Retroactive Interference in Training Decay Periods

By Layne Hartman and Tiffany Yang-Tran

Although human factors engineers strive to make usability testing as realistic as possible, FDA’s final guidance for training decay periods adds logistical complexity: 1) recruitment difficulties from the increased burden on participants’ time; 2) the increased cost required to compensate participants for extra; and 3) the extra time itself, which increases the length of the overall study. Some participants might also perceive the downtime as either wasted time, a missed opportunity to start an evaluation session earlier, or a chance to “study” what they have learned from their training session.  

The Ebbinghaus Forgetting curve—which demonstrates that after 20 minutes, humans retain only 58% of what they just learned—underpins training decay studies within the human factors domain and models the decay theory currently employed in usability studies: forgetting occurs due to the passage of time. However, interference theory suggests forgetting is primarily due to other information that interferes with memory recall.  

With retroactive interference, learning a second set of information disturbs our memory of a first set. This leads to a method that introduces a more practical decay period, reducing logistical complexities while maintaining representative, natural memory decay.  

The studies described below highlight three cognitive factors involved in retroactive interference and how each factor impacts memory recall.  

Material specificity addresses how the similarity of newly learned material affects recall of the originally learned material. Results from various studies suggest that the similarity or dissimilarity of materials is not paramount to the impact of retroactive interference. Other variables in the activity’s nature were also hypothesized to affect recall: the effects of verbal versus non-verbal interference, intentional memorization, and the introduction of new, meaningful information. Interestingly, there was no significant difference in recall performance between these various interference activity types. However, the presence of cognitive processing factors in an activity should impact the selection of an interference activity. 

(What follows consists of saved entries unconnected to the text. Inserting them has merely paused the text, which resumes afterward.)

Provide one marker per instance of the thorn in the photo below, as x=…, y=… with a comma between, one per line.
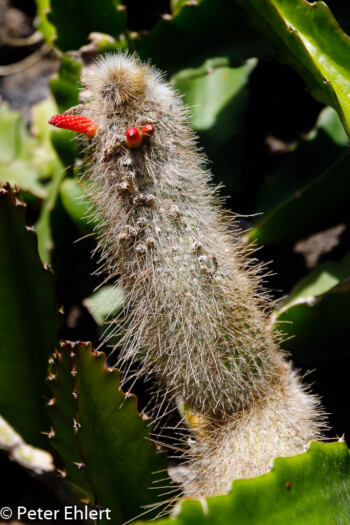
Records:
x=81, y=466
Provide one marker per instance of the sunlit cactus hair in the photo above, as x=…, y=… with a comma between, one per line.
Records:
x=196, y=317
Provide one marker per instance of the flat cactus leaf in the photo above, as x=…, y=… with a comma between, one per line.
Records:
x=29, y=323
x=103, y=440
x=27, y=160
x=58, y=21
x=309, y=187
x=198, y=31
x=322, y=298
x=105, y=303
x=218, y=98
x=311, y=488
x=77, y=204
x=307, y=37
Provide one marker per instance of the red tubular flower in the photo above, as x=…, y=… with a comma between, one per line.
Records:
x=77, y=123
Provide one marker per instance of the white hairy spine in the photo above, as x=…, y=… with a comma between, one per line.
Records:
x=195, y=317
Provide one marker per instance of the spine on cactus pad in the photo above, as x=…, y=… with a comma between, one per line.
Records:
x=195, y=316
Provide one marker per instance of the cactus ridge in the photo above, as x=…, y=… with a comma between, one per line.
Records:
x=196, y=316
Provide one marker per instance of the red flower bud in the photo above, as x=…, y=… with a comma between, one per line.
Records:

Mental exertion can be described by the amount of cognitive processing power required to complete a task. For instance, consider the mental demand of scrolling through social media versus completing a calculus problem set. Notably, mentally effortful tasks can include those with or without intentional memorization. Mental demand can be found in both a task that involves memorizing a list of words and a task that involves solving math problems. As such, a period of interference can be sufficiently mentally effortful, such that it leads to a reduction in recall performance.  

Lastly, onset timing refers to the amount of delay after which the interference activity is administered. This factor considers whether the retroactive interference will have a greater impact on recall if it is introduced immediately after learning versus after a delay. A study showed that longer onset times resulted in better memory recall, theoretically because the originally learned and interference activity materials are more distinguishable.  

Given that retroactive interference is critical in disrupting the encoding, storage, and recall of our memories, human factors professionals might be able to more accurately simulate training decay by employing retroactive interference. Moving forward, we need to consider the three factors of interference that impact memory recall to select the appropriate type of interference activity. We should ask ourselves:  

1. What is an activity that is mentally effortful and considers material-specific interference?  

2. When should we implement interference to appropriately simulate the natural decay users might experience after being trained to use a medical product?  

We brainstormed several activities that incorporate the three factors noted above and that should be administered after the training session when interference might naturally occur. Notably, these activities have not been tested, and additional considerations should be made to avoid introducing negative transfer or test artifact. Interference activity suggestions include: 

• Learn about another type of medical product that treats the same condition (e.g., a diabetes management application to interfere with pen-injector training)  

• Present training on another, unrelated product and administer a short verbal quiz 

• Administer location and reading comprehension tasks for the instructions for use (IFU) of an unrelated product 

• Ask for subjective feedback on fictitious design elements (e.g., compare/rate fictitious IFU phrases or graphics, provide feedback on alternate color choices) 

• Conduct market research-related activities (e.g., card sorting, mind mapping) 

Layne Hartman is Senior Human Factors Specialist and Tiffany Yang-Tran is Human Factors Specialist at Emergo by UL.